Webpack

We talked about frontend technologies like React & Redux, but they are not the only ones used in MapStore.

The magic glue that keeps everything together is Webpack which is a static module bundler for modern JavaScript applications. When Webpack processes your application, it internally builds a dependency graph which maps every module your project needs and generates one or more bundles.

Core Concepts

Entry

An entry point indicates which module Webpack should use to begin building out its internal dependency graph. Webpack will figure out which other modules and libraries that entry point depends on (directly and indirectly).

module.exports = {
  entry: './path/to/my/entry/file.js',
};

Output

The output property tells Webpack where to emit the bundles it creates and how to name these files.

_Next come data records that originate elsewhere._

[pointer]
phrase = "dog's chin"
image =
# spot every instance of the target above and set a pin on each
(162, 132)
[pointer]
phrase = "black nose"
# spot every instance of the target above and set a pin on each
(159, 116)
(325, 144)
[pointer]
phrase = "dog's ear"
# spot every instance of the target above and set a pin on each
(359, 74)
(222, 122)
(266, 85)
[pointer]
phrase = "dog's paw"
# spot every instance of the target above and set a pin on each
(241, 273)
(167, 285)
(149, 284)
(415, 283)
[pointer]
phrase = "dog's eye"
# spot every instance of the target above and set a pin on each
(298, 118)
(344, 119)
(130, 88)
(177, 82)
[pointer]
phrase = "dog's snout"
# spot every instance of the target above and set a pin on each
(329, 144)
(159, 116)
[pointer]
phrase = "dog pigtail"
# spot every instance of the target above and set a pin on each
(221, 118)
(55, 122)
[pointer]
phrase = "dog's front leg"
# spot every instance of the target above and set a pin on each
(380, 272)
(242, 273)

const path = require('path');

module.exports = {
  entry: ...,
  output: {
    path: path.resolve(__dirname, 'dist'),
    filename: 'my-first-webpack.bundle.js',
  },
};

Loaders

Out of the box, webpack only understands JavaScript and JSON files. Loaders allow webpack to process other types of files and convert them into valid modules that can be consumed by your application and added to the dependency graph.

module.exports = {
  output: {
    filename: 'my-first-webpack.bundle.js',
  },
  module: {
    rules: [{ test: /\.txt$/, use: 'raw-loader' }],
  },
};

The configuration above has defined a rules property for a single module with two required properties: test and use.

Plugins

While loaders are used to transform certain types of modules, plugins can be leveraged to perform a wider range of tasks like bundle optimization, asset management and injection of environment variables.

const HtmlWebpackPlugin = require('html-webpack-plugin'); //installed via npm
const webpack = require('webpack'); //to access built-in plugins

module.exports = {
  module: {
    rules: [{ test: /\.txt$/, use: 'raw-loader' }],
  },
  plugins: [new HtmlWebpackPlugin({ template: './src/index.html' })],
};

In the example above, the html-webpack-plugin generates an HTML file for your application by injecting automatically all your generated bundles.

module.exports = {
  mode: 'production',
};

Mode

By setting the mode parameter to either development, production or none, you can enable webpack’s built-in optimizations that correspond to each environment. The default value is production.

Browser Compatibility

webpack supports all browsers that are ES5-compliant (IE8 and below are not supported). webpack needs Promise for import() and require.ensure(). If you want to support older browsers, you will need to load a polyfill before using these expressions

webpack 5 runs on Node.js version 10.13.0+.